Cationic antifungal peptides have been developed as novel biocidal agents in the battle against
pathogenic microorganisms [1]. Generally, cationic peptides are 12 to 50 amino acids in length as well
as amphiphilic, as they contain two to nine basic residues (arginine (Arg) or lysine (Lys)) and
approximately 50% hydrophobic residues [2,3]. However, the large size of antimicrobial peptides
(AMPs) hinders their use due to high manufacturing costs. Therefore, selective short AMPs have been
developed based on their amino acid combinations, charge, and hydrophobicity [4–8]. In this context,
AMPs containing cationic and hydrophobic amino acids constitute a promising tool to combat plant
fungal pathogens.
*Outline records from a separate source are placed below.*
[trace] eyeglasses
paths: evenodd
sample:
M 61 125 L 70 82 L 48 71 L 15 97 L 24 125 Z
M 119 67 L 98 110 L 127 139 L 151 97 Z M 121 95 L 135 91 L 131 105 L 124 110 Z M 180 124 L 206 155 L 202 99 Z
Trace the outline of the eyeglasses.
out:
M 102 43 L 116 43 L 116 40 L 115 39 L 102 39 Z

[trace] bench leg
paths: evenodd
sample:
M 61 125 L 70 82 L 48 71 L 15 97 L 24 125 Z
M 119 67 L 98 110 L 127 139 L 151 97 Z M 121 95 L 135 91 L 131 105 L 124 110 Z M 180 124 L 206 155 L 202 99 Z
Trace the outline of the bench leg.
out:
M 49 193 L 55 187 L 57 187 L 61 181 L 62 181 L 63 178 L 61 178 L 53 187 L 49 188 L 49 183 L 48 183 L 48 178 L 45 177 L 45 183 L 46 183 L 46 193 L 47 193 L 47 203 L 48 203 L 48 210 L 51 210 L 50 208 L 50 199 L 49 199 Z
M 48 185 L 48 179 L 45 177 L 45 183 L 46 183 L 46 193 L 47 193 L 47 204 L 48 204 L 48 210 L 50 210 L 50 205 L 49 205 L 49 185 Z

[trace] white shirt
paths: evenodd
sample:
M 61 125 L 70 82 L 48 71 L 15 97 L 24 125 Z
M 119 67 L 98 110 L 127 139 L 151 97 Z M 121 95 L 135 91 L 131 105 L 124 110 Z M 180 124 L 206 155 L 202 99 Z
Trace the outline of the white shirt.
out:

For example, both defensin and MtDef4 require cationic and hydrophobic amino acids
for their antifungal activities [9]. Furthermore, this requirement has been demonstrated by the loss of
antimicrobial activity upon substitution of basic residues in AMPs [10]. Other short tryptophan
(Trp)-rich cationic peptides, PAF26, PAF38, PAF40, and BM0, also display antifungal activity [11,12].
The peptide indolicidin, which belongs to the cathelicidin family of AMPs, is an Arg and Trp-rich
peptide with potent, broad-spectrum antimicrobial activity [13,14]. Further, a large number of cationic
plant defensins exhibit inhibitory activities against filamentous fungi both in vitro and in transgenic
plants [15–20]. It has been reported that short peptides show antifungal activity as they contain cationic
and hydrophobic amino acids [21,22]. This is clearly evident based on previous reports that
hexapeptides containing predominately cationic and hydrophobic amino acids show the highest
antifungal activity [11,23]. Therefore, we synthesized a series of peptides containing a repeated pattern
of Lys (K) or Arg (R) and Trp (W) residues, (KW)n and (RW)n (where n equals 2, 3, 4, or 5) (Figure 1),
and determined their antifungal and fungicidal activities.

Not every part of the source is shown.